The Icarus issue for Dec (vol. 442) brings us:
Tusberti, F. Pajola, M. Penasa, L. et al. Lithologies of Dimorphos revealed by boulder morphological classes Art. 116744 .2025.116744
Rubino, S. Zambon, F. Brunetto, R. et al. Space weathering on Vesta: Ion bombardment induced changes on HEDs in visible and infrared reflectance Art. 116755 .2025.116755
Correa-Otto, J. A. García-Migani, E. Gil-Hutton, R. On the possible activation of quasi-Hilda comets by Jovian tides Art. 116767 .2025.116767
Sánchez, P. Scheeres, D. J. Dynamics of a granular asteroid after a subsonic DART-like impact Art. 116741 .2025.116741
Ochiai, Y. Ida, S. Shoji, D. Exploring impact vapor plume reactions from asteroidal impacts: Monte Carlo simulations and implications for biomolecules synthesis Art. 116736 .2025.116736
The DART program: aside from the impact experiment, it constitutes one of our (still few) asteroid close-up missions. The high-res DRACO camera onboard DART got a quite good look at half of Dimorphos; what might we glean from a quick look? Tusberti et al. try to parse the images.
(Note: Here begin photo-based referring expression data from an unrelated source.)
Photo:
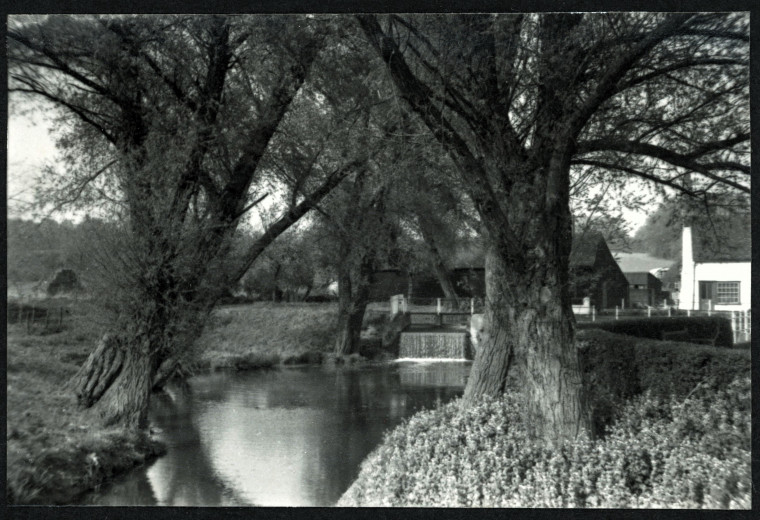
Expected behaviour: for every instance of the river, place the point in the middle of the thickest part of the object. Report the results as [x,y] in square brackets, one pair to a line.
[285,437]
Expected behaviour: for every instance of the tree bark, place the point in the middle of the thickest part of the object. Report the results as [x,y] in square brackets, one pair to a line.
[116,381]
[529,328]
[353,296]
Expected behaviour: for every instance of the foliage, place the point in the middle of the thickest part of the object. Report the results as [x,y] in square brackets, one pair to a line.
[663,452]
[722,221]
[54,452]
[690,327]
[520,103]
[617,367]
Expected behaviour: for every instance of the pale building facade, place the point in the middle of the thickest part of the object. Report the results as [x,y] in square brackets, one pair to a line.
[713,282]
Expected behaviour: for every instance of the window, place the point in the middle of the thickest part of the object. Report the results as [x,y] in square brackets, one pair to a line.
[727,292]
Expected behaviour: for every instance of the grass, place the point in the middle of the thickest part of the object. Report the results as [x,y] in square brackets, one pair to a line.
[55,452]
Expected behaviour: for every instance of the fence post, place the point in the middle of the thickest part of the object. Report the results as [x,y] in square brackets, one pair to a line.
[29,322]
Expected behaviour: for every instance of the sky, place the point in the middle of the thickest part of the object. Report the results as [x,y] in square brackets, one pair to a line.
[31,146]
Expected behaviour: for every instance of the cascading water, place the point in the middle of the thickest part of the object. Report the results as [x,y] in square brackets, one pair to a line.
[436,345]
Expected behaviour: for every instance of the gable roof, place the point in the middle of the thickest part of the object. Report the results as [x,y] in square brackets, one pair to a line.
[640,278]
[639,262]
[585,248]
[733,245]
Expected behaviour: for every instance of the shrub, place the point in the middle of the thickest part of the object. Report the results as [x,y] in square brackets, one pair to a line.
[662,452]
[692,327]
[616,367]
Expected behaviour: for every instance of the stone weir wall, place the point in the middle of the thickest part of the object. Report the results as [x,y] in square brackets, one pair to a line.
[436,345]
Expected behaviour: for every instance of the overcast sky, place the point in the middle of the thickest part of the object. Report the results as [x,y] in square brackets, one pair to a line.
[31,146]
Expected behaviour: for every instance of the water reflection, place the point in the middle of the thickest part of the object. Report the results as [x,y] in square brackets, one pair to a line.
[291,437]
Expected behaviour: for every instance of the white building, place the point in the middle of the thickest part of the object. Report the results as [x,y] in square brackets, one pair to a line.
[720,281]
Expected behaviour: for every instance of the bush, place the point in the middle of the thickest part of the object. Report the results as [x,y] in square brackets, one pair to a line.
[617,367]
[692,327]
[662,452]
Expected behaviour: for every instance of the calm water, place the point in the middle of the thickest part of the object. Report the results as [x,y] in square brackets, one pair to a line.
[289,437]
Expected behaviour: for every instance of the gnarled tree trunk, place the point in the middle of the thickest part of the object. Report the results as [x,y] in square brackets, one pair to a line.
[529,327]
[116,381]
[353,296]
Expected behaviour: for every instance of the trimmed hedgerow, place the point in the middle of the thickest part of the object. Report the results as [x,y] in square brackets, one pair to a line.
[691,327]
[691,452]
[617,367]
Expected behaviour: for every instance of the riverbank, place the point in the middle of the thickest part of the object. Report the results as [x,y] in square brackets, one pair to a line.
[55,453]
[676,433]
[263,335]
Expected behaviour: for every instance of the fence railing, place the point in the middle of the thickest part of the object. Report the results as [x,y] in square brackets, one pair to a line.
[400,303]
[741,321]
[35,315]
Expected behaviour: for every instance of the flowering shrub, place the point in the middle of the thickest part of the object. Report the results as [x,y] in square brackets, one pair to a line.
[691,452]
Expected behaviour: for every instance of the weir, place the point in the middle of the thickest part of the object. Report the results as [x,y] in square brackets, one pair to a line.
[434,344]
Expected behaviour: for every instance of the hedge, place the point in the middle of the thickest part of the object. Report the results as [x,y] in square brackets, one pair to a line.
[617,367]
[690,327]
[662,453]
[678,434]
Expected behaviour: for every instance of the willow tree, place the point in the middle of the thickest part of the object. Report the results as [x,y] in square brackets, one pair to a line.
[518,101]
[167,120]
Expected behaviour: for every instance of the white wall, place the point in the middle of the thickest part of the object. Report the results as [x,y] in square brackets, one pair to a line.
[727,272]
[692,273]
[686,298]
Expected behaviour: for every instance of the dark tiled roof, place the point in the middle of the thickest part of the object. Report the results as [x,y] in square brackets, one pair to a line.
[585,247]
[733,245]
[643,278]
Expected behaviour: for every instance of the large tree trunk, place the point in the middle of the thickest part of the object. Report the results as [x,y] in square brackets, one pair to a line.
[529,326]
[116,381]
[353,296]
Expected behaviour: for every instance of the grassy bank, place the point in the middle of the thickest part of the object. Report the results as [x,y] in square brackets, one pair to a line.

Vesta: one of our more promising asteroid targets. The asteroid is in the nearer part of the Main Belt, and gets hit with no shortage of micrometeorites and not-so-micro ones. We know this from the carbonaceous deposits on it, which clearly came from other (carbonaceous) asteroids. How does space weathering work on Vesta, one of the few known differentiated asteroids?
Hilda asteroids: possibly comets in disguise. The outer Main Belt contains the Hilda objects, small bodies that never get warm and would not release water- are they comets, or not, or a third thing? And what about the (known) comets that kinda, but don’t quite fit the Hilda definition?
Particle simulations: a truly cross-disciplinary and compelling technology. Besides planetary defense (here) and galaxy simulations, particle codes are useful in the construction, mining, and food industries. Sánchez et al. apply it to Dimorphos and Dimorphos-like asteroids, on behalf of our planet.
Organic compounds: common on some asteroids (the carbonaceous ones) but absent on the early Earth and its natural satellite. They had to be brought in via impactors. But the impact of an asteroid, and certainly a comet, is fast and violent; many molecules, including water, are lost back to space in the vaporization of the impact, or even destroyed outright. What survives- including reformation and re-synthesis- when a carbonaceous body reaches a surface at speed?